It actually started sometime during the day, when a
statue had appeared in the room, accompanied by a very perplexed but ultimately bored cat. The cat paced the room for a bit before eventually curling up into a ball near the statue. It was probably very boring for anyone who had decided to watch.
It would be sunset before anything interesting happened. Cracks began to appear in the statue as it seemed to be breaking apart from the inside out. Finally, with a roar and eyes glowing red, Elisa burst forth from the statue, shattering bits of stone across the room.
When Elisa realized she didn’t know where she was, didn’t even know how she’d gotten there, she dropped instinctively into a defensive crouch. Her wings, which had been flared, flattened, draped themselves over her body. Her large pointed ears twitched as she tried to listen for any clues, while at the same time she took in several deep breaths through her nose, trying to draw in any scents out of her environment. It was the vulnerability of a Gargoyle, to be moved during the day or worse. But where were the others...?
The metal of the platform was cold under her bare feet and the room was strangely empty. Satisfied, for the moment, that there was no direct threat to her here, she started to look around. “Where the hell am I…?” she asked, not expecting an answer, but prepared for the possibility of one all the same.
She stood, moving down off the platform with careful steps. She spared a glance behind her, catching sight of the complicated machinery that dominated the ceiling. It was far beyond her understanding, though not necessarily the most fantastic thing she had seen. “Xanatos, maybe?” she asked herself. “Wouldn’t put it past him to build a working teleporter, but why isn’t he here to gloat?”
Elisa stopped as she realized something was off. She looked down at her wrist and saw something silver there, a bracelet. That definitely wasn’t right. She hadn’t been much of one for jewelry to begin with and in her line of work, items like that had a decent chance of getting damaged. Surprisingly, she found she couldn’t remove it, prompting a growl of irritation from her throat. Had she been tagged somehow? “I swear, if I’m in some kind of zoo…” The “theme park” in Ishmura had been bad enough….
"Mew?"
Her pet's sudden vocalization caught her even more by surprise. "You're here too, Cagney?"

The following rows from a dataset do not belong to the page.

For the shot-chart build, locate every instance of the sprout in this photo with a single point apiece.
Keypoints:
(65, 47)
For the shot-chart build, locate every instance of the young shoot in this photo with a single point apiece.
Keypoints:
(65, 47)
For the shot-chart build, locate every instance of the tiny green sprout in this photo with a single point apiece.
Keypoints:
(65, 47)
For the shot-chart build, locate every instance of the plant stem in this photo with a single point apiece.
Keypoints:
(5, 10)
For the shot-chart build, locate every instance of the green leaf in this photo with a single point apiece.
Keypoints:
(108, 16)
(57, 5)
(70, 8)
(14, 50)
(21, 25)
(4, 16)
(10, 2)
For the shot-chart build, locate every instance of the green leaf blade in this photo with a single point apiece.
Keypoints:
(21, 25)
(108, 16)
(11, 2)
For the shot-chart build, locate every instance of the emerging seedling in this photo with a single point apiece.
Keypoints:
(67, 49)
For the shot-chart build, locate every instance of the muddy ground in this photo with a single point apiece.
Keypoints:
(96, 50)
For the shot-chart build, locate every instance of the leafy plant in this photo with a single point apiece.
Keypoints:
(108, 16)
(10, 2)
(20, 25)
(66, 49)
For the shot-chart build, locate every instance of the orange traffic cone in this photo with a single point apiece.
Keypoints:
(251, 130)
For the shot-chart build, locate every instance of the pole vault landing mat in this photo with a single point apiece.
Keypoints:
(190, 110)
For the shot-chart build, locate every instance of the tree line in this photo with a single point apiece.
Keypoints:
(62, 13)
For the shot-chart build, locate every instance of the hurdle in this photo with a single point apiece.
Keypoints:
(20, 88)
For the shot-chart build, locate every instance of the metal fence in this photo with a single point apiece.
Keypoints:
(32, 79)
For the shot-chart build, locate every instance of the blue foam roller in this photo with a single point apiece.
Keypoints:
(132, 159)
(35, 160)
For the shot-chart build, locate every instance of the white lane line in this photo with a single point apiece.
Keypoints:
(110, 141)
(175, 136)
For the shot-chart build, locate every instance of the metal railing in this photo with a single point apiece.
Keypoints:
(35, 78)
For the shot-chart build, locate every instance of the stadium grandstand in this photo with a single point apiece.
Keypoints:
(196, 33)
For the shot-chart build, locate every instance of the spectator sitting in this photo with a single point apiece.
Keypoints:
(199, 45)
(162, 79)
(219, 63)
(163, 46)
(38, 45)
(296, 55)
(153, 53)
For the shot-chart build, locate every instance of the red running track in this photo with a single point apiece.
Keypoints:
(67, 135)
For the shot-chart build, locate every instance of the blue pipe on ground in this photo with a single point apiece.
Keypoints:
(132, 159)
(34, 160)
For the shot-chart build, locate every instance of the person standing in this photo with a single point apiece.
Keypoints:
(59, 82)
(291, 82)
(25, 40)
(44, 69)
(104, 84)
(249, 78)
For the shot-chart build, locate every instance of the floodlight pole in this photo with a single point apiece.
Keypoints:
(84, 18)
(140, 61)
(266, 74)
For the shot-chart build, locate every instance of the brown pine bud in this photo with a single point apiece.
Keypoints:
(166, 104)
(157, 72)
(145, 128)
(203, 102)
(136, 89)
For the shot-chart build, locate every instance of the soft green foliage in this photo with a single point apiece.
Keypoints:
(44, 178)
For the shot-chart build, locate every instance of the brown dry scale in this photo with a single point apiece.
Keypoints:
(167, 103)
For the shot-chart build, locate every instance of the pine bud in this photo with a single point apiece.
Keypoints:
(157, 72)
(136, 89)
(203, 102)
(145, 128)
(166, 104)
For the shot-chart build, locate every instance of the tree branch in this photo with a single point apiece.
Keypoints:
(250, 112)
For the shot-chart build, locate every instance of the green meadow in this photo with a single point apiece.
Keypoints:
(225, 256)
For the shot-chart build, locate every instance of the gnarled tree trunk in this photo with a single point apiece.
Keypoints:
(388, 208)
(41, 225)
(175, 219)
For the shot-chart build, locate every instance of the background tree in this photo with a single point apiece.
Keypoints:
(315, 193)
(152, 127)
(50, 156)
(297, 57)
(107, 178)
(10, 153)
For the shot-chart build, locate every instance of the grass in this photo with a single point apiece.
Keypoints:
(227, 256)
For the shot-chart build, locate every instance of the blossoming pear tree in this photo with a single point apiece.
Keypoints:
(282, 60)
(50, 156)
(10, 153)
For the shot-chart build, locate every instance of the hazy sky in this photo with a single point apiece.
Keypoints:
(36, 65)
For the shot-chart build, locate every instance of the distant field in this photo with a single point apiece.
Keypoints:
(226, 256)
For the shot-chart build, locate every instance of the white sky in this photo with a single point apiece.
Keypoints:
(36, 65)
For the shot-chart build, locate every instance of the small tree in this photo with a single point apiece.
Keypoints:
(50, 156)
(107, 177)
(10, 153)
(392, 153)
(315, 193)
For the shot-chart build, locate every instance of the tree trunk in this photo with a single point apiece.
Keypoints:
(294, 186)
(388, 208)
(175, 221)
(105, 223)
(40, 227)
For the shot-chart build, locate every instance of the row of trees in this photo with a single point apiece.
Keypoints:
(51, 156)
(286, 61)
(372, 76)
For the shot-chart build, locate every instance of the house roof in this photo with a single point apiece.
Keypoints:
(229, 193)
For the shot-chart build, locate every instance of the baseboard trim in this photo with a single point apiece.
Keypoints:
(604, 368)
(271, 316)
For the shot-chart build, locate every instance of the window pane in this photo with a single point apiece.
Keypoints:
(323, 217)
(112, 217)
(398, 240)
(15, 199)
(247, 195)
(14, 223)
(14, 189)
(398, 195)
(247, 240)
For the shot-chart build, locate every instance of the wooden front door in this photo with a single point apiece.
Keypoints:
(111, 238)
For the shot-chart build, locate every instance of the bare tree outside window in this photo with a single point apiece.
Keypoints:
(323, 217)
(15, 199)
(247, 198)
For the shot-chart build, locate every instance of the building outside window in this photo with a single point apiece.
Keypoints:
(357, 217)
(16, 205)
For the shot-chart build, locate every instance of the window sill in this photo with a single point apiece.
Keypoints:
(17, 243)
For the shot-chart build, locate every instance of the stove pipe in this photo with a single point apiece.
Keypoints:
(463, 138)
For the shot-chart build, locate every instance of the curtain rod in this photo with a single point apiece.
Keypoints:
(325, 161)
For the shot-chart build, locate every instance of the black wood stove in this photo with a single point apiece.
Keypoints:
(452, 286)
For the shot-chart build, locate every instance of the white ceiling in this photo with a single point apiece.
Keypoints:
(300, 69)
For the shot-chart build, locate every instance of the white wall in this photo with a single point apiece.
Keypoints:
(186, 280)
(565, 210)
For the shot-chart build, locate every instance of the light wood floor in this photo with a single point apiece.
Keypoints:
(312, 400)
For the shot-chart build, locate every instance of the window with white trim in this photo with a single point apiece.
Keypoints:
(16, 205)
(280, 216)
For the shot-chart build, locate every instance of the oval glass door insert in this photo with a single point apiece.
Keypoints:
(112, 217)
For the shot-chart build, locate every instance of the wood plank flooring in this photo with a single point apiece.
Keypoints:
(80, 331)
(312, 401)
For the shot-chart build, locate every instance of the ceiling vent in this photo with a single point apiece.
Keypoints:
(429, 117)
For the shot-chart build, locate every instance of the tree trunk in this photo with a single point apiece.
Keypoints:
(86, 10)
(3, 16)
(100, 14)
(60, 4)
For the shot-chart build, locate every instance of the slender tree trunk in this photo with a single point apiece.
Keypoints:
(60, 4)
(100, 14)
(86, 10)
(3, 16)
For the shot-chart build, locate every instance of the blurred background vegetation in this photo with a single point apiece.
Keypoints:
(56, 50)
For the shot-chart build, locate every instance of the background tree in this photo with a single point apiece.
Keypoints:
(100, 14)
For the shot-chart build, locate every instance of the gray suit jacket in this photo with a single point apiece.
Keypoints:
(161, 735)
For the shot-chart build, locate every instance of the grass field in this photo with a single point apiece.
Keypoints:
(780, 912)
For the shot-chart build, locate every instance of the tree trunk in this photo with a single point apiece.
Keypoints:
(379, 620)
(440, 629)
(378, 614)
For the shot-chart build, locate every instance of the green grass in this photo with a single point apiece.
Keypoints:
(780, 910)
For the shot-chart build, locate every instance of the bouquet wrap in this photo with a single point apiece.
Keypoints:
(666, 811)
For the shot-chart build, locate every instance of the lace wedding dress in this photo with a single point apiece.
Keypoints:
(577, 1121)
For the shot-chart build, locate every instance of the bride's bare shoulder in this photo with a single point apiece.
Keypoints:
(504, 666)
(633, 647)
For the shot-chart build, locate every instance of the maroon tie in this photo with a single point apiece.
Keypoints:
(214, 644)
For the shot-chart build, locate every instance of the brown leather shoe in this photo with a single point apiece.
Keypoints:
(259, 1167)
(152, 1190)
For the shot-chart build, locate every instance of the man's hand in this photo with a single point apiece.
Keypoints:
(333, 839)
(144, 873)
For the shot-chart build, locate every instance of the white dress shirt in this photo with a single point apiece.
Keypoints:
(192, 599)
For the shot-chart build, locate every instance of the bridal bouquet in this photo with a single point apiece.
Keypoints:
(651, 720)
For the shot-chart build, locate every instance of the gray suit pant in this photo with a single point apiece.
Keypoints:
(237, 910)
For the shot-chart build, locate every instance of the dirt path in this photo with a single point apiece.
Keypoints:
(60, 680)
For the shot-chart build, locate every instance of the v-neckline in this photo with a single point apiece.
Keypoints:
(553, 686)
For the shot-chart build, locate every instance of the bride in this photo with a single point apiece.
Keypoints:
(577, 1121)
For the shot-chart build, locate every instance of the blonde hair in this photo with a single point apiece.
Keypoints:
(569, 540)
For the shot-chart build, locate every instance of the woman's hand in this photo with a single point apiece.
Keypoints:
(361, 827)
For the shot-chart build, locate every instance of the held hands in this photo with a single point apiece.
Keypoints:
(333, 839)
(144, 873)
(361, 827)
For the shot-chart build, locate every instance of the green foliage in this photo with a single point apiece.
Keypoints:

“Okay, Elisa,” she told herself, “time to put that brain of yours to work. You’re in some kind of chamber that half looks like something out of some sci-fi show, no sign of Goliath and the others, with a bracelet you can’t take off, and no sign of anyone else, good or bad.”
She let that thought mull over in her head. “Okay. I got nothing.”
Something else, a pedestal, caught her eye and she approached it cautiously, finding some kind of tablet on it. “This just gets weirder and weirder…” she muttered to herself.